What is Securitization? Definition, Types, and Examples

What is Securitization

Securitization is a financial process that involves pooling together financial assets and transforming them into securities that can be traded on the open market.

The securitization process involves turning illiquid assets into liquid assets that can be bought and sold, which increases liquidity in the market and allows for a more efficient allocation of capital.

In this article, we will explore what securitization is, and its types, and provide some examples of securitization in action.

Definition of Securitization

Securitization is a financial process that involves pooling together various financial assets, such as mortgages, car loans, credit card receivables, or any other type of loan or receivable, and transforming them into securities that can be sold to investors. These securities are then traded on the open market, providing investors with a way to invest in a diversified portfolio of assets.

Types of Securitization

There are different types of securitization based on the type of asset being securitized, the structure of the security, and the risk involved. Some of the most common types of securitization include:

  1. Mortgage-Backed Securities (MBS) – This type of securitization involves pooling together residential or commercial mortgages and transforming them into securities. Investors can then purchase these securities, which are backed by the underlying mortgages.
  2. Asset-Backed Securities (ABS) – This type of securitization involves pooling together assets such as car loans, credit card receivables, or any other type of loan or receivable and transforming them into securities. Investors can then purchase these securities, which are backed by the underlying assets.
  3. Collateralized Debt Obligations (CDO) – This type of securitization involves pooling together different types of debt, such as corporate bonds, and transforming them into securities. Investors can then purchase these securities, which are backed by the underlying debt.

Example of Securitization

To understand how securitization works, let us consider an example of mortgage-backed securities (MBS). A mortgage lender may originate a large number of mortgages with varying interest rates and terms. The lender then pools together these mortgages and sells them to a special purpose vehicle (SPV), which is a legal entity created solely for the purpose of securitizing the mortgages.

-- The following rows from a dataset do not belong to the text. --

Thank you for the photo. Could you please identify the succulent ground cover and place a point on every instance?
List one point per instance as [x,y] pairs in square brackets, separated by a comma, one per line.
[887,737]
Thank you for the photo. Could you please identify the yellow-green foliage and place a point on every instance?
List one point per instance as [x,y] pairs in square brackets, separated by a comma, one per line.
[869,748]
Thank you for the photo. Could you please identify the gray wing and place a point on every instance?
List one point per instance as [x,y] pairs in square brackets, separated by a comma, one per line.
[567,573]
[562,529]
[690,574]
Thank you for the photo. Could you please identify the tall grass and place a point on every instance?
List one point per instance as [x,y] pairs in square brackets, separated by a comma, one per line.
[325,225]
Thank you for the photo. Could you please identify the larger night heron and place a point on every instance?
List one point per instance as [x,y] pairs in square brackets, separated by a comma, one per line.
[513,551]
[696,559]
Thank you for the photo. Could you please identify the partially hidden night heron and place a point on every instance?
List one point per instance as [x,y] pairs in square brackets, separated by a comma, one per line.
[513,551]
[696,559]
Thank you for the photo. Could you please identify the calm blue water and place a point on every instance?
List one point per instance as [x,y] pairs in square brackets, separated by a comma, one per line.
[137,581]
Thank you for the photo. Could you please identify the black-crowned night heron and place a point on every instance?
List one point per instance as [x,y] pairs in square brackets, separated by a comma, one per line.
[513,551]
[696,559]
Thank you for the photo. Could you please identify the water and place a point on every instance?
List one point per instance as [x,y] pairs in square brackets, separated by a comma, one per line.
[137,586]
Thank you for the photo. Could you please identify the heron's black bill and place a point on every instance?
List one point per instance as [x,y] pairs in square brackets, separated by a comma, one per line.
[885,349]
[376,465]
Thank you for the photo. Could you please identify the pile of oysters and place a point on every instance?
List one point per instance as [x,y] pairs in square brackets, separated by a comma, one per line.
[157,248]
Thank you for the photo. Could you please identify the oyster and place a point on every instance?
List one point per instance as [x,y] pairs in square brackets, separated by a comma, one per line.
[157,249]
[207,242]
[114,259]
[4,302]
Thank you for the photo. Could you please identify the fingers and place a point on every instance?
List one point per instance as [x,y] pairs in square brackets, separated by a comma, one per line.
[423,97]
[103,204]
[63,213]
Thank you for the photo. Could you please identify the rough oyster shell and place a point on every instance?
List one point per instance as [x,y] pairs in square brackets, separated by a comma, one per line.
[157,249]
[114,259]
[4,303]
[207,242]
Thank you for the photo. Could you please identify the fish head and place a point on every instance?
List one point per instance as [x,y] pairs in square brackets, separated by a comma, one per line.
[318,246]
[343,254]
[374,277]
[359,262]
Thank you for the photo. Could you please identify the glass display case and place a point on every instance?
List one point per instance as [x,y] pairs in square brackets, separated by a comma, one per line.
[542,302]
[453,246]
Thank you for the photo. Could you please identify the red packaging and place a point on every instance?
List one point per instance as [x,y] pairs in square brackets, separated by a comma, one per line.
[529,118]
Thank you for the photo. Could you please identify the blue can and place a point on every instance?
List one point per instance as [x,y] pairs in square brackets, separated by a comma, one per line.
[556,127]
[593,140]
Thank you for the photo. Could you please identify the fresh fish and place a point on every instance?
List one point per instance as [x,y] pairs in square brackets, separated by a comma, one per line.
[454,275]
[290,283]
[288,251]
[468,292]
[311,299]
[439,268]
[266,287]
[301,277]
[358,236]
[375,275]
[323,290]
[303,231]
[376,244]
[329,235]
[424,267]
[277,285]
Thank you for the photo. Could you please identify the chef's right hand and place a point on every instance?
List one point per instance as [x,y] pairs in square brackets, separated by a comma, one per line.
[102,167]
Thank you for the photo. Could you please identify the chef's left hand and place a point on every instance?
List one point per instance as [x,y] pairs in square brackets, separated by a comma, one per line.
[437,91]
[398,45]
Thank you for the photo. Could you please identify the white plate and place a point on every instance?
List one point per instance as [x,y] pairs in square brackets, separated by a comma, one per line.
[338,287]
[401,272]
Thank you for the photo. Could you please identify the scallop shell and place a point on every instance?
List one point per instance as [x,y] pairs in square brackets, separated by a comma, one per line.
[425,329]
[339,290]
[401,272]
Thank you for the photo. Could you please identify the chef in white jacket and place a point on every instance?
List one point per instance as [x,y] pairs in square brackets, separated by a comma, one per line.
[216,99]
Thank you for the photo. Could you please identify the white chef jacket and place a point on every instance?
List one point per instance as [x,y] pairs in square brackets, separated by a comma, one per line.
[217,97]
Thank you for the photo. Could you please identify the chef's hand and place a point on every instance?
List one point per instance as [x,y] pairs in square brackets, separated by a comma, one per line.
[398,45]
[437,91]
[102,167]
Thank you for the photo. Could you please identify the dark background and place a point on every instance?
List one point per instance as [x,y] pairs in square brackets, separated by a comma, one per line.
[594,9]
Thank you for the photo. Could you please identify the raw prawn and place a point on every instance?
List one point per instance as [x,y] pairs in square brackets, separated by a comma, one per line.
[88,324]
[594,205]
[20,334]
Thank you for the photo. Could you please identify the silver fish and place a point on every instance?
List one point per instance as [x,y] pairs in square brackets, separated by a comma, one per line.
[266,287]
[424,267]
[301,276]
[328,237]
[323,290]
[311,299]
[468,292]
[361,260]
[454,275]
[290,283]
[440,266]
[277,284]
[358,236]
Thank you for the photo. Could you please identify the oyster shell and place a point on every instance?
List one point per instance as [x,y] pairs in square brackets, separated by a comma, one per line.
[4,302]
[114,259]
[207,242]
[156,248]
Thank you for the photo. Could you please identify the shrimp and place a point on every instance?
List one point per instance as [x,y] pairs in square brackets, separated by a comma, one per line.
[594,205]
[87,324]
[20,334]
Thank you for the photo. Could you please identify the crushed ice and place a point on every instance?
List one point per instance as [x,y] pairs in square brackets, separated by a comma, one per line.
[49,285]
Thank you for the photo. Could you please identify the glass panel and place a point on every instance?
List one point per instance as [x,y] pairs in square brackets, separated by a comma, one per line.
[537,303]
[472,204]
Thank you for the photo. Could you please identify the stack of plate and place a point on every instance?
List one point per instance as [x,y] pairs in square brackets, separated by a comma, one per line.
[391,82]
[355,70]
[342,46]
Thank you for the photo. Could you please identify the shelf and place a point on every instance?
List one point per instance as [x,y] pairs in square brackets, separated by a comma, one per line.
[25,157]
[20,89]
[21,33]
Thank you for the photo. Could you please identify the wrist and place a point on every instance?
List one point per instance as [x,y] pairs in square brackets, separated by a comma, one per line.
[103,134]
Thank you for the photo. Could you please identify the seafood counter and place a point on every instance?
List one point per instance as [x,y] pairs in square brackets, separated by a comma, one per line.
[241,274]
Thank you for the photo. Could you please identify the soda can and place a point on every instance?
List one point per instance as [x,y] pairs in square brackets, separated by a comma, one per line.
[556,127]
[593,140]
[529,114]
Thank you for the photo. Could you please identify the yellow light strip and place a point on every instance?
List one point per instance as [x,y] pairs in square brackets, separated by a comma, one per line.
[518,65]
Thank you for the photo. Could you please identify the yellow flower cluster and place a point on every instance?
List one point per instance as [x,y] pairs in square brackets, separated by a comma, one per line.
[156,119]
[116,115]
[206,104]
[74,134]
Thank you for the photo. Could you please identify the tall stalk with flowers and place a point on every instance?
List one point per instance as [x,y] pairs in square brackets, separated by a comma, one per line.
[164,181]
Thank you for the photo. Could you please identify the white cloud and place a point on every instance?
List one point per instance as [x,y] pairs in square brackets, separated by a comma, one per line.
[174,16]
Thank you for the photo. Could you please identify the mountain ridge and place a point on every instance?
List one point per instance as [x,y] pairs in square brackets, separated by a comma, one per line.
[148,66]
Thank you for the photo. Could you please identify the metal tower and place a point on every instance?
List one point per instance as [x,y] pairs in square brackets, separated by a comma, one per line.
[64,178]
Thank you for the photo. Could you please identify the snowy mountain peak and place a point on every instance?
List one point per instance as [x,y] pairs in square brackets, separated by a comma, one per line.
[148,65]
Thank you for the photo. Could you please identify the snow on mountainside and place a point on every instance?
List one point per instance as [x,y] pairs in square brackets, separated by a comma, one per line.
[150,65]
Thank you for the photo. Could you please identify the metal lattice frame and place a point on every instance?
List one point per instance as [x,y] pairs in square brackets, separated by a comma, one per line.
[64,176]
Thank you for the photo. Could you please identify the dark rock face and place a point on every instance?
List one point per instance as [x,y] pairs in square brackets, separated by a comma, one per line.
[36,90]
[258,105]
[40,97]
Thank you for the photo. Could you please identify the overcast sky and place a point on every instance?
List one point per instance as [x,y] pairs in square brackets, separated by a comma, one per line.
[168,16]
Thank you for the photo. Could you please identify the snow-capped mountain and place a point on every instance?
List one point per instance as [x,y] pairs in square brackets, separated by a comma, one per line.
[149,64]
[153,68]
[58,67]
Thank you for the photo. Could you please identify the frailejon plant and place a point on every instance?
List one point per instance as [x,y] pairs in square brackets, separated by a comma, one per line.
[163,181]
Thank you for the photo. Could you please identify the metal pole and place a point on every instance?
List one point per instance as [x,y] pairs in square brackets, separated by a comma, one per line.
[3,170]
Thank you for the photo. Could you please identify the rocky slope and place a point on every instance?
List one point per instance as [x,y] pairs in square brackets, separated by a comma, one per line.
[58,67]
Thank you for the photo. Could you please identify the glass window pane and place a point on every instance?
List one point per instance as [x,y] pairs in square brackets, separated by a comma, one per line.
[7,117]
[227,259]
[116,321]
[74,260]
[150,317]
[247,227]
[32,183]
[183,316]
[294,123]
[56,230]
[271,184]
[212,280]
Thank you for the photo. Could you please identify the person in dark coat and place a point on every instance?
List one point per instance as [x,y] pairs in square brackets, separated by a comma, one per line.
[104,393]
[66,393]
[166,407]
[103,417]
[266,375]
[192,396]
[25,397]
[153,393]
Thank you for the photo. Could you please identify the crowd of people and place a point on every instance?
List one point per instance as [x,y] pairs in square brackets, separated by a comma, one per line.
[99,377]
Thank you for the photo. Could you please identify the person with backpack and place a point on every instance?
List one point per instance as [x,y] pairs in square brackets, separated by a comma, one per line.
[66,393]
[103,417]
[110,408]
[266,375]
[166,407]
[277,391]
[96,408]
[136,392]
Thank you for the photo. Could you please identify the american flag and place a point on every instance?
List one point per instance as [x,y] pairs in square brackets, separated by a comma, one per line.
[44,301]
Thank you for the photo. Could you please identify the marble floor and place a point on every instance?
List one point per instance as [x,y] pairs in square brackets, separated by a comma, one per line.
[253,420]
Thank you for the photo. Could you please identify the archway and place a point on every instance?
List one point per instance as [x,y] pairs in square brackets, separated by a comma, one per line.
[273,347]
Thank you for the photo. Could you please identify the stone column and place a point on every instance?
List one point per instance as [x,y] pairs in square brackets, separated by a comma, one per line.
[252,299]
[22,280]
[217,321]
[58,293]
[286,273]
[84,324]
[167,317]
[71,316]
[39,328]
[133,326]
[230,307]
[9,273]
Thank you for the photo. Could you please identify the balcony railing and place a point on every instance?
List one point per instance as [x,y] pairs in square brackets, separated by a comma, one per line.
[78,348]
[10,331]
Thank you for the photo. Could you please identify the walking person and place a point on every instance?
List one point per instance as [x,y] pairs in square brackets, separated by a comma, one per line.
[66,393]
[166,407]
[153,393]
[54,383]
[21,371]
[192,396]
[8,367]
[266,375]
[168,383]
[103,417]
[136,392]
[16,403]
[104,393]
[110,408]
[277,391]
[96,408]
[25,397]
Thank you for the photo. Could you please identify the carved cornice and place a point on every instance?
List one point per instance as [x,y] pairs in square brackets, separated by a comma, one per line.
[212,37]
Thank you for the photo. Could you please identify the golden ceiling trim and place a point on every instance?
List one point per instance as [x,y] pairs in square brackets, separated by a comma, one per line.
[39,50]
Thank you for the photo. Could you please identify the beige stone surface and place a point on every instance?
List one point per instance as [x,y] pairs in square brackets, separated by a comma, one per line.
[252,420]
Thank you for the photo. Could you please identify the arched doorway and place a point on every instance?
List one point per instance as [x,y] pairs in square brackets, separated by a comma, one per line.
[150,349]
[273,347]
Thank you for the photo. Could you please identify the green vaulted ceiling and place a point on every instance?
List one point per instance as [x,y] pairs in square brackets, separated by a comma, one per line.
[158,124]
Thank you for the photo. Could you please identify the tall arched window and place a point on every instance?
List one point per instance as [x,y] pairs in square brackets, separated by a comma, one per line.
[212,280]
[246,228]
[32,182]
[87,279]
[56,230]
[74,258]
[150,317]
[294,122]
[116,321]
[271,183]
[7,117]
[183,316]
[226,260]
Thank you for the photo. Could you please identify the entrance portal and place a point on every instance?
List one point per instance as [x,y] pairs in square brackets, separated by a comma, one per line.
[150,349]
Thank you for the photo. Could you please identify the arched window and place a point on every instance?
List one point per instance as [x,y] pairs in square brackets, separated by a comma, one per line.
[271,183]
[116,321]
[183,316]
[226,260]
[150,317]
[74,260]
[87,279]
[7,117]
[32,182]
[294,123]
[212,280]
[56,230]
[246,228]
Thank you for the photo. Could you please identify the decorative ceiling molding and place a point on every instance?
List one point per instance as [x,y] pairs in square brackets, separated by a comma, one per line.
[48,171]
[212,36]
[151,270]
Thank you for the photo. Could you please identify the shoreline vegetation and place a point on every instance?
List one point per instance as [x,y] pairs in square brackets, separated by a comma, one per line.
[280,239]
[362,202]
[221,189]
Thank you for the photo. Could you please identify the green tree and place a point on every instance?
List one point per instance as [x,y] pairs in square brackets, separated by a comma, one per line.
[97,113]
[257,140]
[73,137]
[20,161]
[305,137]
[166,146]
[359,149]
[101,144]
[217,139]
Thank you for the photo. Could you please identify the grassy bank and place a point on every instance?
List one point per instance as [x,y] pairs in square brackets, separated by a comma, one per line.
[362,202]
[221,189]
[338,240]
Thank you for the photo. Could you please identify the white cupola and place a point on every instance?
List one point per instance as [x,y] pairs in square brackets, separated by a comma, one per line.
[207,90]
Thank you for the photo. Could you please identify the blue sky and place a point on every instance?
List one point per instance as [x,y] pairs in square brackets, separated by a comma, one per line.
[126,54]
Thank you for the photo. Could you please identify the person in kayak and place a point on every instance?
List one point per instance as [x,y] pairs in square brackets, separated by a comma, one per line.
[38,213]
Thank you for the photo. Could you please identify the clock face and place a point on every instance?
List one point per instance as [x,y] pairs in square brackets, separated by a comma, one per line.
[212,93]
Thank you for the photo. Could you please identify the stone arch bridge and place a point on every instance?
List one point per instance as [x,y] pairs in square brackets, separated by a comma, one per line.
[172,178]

The SPV then issues MBS, which are securities backed by the underlying mortgages. These MBS are sold to investors, who receive periodic payments of principal and interest from the underlying mortgages. The cash flows from the mortgages are used to pay interest and principal to the MBS investors.

Conclusion

Securitization is a financial process that has become an essential part of the global financial system. It enables financial institutions to transform illiquid assets into liquid securities, which increases liquidity in the market and provides investors with access to a diversified portfolio of assets. The different types of securitization offer investors a range of investment options with varying levels of risk and return. As the financial industry continues to evolve, securitization will remain a critical tool for managing risk and creating value.